“We’re changing property investor tax breaks to give first home buyers a fair go.”

Those are Anthony Albanese’s own words, posted on budget night.
I want to take him at his word. I really do. But I have some questions.
My story
I bought my first investment property when I was 24. I sold it five years later, upgraded, and became an owner occupier at 29. That property changed my life financially.
I could not have bought it without negative gearing. And I could not have sold it without the capital gains tax discount making the return worthwhile.
If this budget had been passed 30 years ago, I would not be in the financial position I am today.
The Prime Minister says this budget gives young Australians a fair go. I’m not convinced.
The ladder has been pulled up
Negative gearing still exists. But only for new builds.
That sounds reasonable.

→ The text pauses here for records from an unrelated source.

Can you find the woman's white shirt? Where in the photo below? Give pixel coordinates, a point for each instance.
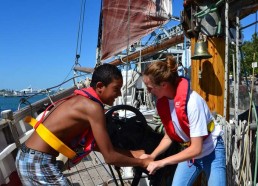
(199, 116)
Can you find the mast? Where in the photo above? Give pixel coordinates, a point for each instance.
(209, 75)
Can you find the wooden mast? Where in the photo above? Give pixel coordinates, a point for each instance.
(207, 76)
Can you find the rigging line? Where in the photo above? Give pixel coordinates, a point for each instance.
(127, 51)
(82, 25)
(79, 33)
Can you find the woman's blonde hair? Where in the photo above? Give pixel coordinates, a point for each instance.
(162, 71)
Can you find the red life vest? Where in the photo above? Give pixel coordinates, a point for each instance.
(180, 104)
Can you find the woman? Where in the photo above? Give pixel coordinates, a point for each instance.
(187, 120)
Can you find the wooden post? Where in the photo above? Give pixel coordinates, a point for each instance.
(207, 77)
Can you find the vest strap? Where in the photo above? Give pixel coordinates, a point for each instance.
(50, 138)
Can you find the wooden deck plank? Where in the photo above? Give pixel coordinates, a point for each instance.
(92, 171)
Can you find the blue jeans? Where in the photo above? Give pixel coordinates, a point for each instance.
(214, 166)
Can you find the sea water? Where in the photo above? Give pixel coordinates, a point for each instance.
(12, 103)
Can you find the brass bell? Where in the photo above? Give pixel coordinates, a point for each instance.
(201, 50)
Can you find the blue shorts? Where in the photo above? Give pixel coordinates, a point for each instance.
(38, 168)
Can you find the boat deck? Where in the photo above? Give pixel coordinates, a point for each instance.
(93, 171)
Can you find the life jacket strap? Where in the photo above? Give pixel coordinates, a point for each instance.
(50, 138)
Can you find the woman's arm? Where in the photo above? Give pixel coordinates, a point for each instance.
(187, 154)
(162, 147)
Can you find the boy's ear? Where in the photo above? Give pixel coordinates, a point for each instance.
(99, 85)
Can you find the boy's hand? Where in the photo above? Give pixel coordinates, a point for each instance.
(137, 153)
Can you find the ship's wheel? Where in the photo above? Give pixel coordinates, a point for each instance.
(131, 132)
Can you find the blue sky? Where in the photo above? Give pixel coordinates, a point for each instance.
(38, 40)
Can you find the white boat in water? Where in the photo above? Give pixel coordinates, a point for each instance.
(151, 36)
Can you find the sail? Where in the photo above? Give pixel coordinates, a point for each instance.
(123, 25)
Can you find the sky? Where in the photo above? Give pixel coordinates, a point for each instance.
(38, 40)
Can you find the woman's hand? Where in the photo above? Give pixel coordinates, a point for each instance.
(144, 156)
(154, 166)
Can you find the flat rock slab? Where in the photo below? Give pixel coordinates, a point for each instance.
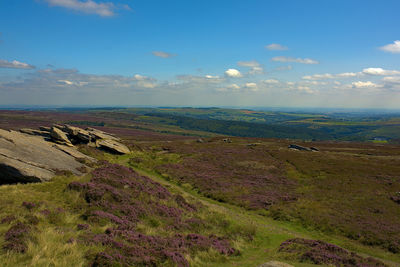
(112, 146)
(28, 158)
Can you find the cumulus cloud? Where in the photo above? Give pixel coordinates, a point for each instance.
(104, 9)
(391, 79)
(392, 48)
(255, 67)
(234, 73)
(271, 81)
(15, 64)
(347, 74)
(329, 76)
(305, 89)
(367, 84)
(163, 54)
(55, 79)
(318, 76)
(295, 60)
(276, 47)
(283, 68)
(250, 64)
(207, 79)
(251, 86)
(380, 72)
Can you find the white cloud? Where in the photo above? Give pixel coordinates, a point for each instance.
(234, 73)
(368, 84)
(162, 54)
(106, 9)
(212, 77)
(318, 76)
(250, 64)
(295, 60)
(391, 79)
(254, 65)
(347, 74)
(207, 79)
(256, 70)
(305, 89)
(251, 86)
(329, 76)
(283, 68)
(233, 86)
(392, 48)
(276, 47)
(380, 72)
(73, 83)
(15, 65)
(271, 81)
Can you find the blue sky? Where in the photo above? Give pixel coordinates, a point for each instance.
(203, 53)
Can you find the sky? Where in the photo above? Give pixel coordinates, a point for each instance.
(254, 53)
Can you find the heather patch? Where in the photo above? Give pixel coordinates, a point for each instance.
(228, 172)
(118, 195)
(319, 252)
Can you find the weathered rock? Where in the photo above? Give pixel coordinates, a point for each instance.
(74, 153)
(45, 128)
(59, 136)
(34, 132)
(97, 134)
(78, 133)
(112, 146)
(27, 158)
(275, 264)
(300, 148)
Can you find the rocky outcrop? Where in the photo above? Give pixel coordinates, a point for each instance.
(112, 146)
(97, 134)
(29, 158)
(302, 148)
(38, 155)
(78, 135)
(59, 136)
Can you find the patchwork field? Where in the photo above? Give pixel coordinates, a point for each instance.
(188, 197)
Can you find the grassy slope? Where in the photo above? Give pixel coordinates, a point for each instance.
(49, 245)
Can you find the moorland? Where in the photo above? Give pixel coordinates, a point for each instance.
(212, 187)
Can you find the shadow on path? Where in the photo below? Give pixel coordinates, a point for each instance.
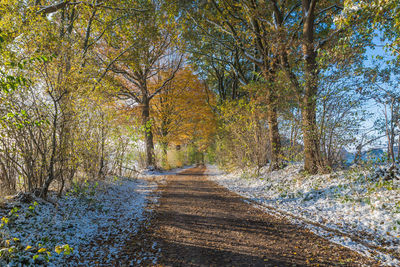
(199, 223)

Until you think about it.
New builds are a bit like buying a brand new car. You pay a premium for the shiny finishes. But the moment you drive it out of the showroom, the value drops. A few months of wear and tear and those finishes aren’t so shiny any more. Neither is the price you could sell it for.
Experienced property investors know this. New builds rarely deliver the best returns. That is why savvy investors buy established properties.
So the Government is saying this: you can have the tax concession. But only on the asset class that experienced investors tend to avoid.
It’s not a level playing field. It’s a consolation prize.
And who benefits from the existing concessions? Those who already have equity, borrowing power and established portfolios. Not the 24 year old trying to get a foothold.
I am not the only one who thinks this.

She is right. The rules have not been levelled. They have been rewritten to favour those who are already ahead.
And it’s not just property. Young Australians who turned to shares and ETFs to build wealth are being hit too. The budget introduces a 30 per cent minimum tax on capital gains across the board. Every pathway younger Australians were using to get ahead is now harder.
Priya put it simply.

Where is the supply going to come from?
The government says this budget is about affordability. But there is only one reliable way to make housing more affordable. Build more of it. More supply means more choice and lower prices. Less supply means the opposite. You don’t need to be a Price Wizard to understand that.
So here is the question nobody is answering. Where is the extra housing going to come from?
Start with investors. When you reduce the tax incentives for buying established properties, investors leave the market. That is not a prediction. It is basic human behaviour. People invest where the returns are best.
When investors leave, capital dries up. First home buyers will replace some of that capital. But not all of it. First home buyers have smaller deposits, tighter borrowing capacity and less appetite for risk than experienced investors. The gap they leave behind is real.
The Housing Industry Association’s independent modelling puts a number on this. It found that restricting negative gearing to new builds could reduce dwelling commencements by around 22,700 over five years. That is 22,700 homes that would have been built and won’t be. That is 22,700 fewer properties available to tenants. And that is before you factor in the broader chilling effect on developer confidence.
Australia is already building well short of what it needs. We were short 65,000 homes last year alone against the National Housing Accord target. This policy makes that problem worse, not better.
Treasury says rents will rise by less than $2 per week. I am an actuary. I have spent my career building forecasts. And I know this about models: if you want a particular answer, you can usually find a way to get one. When a government model produces a number that convenient in a market this uncertain, I get very nervous.
The people it was designed to help don’t believe it
Here is what struck me most after budget night. The very people this policy is supposed to help are not convinced it will work.
Sharon is not a wealthy speculator. She worked hard her whole life, sold a business, and had a clear plan to buy an investment property in a regional town that genuinely needs more housing. Budget night changed that.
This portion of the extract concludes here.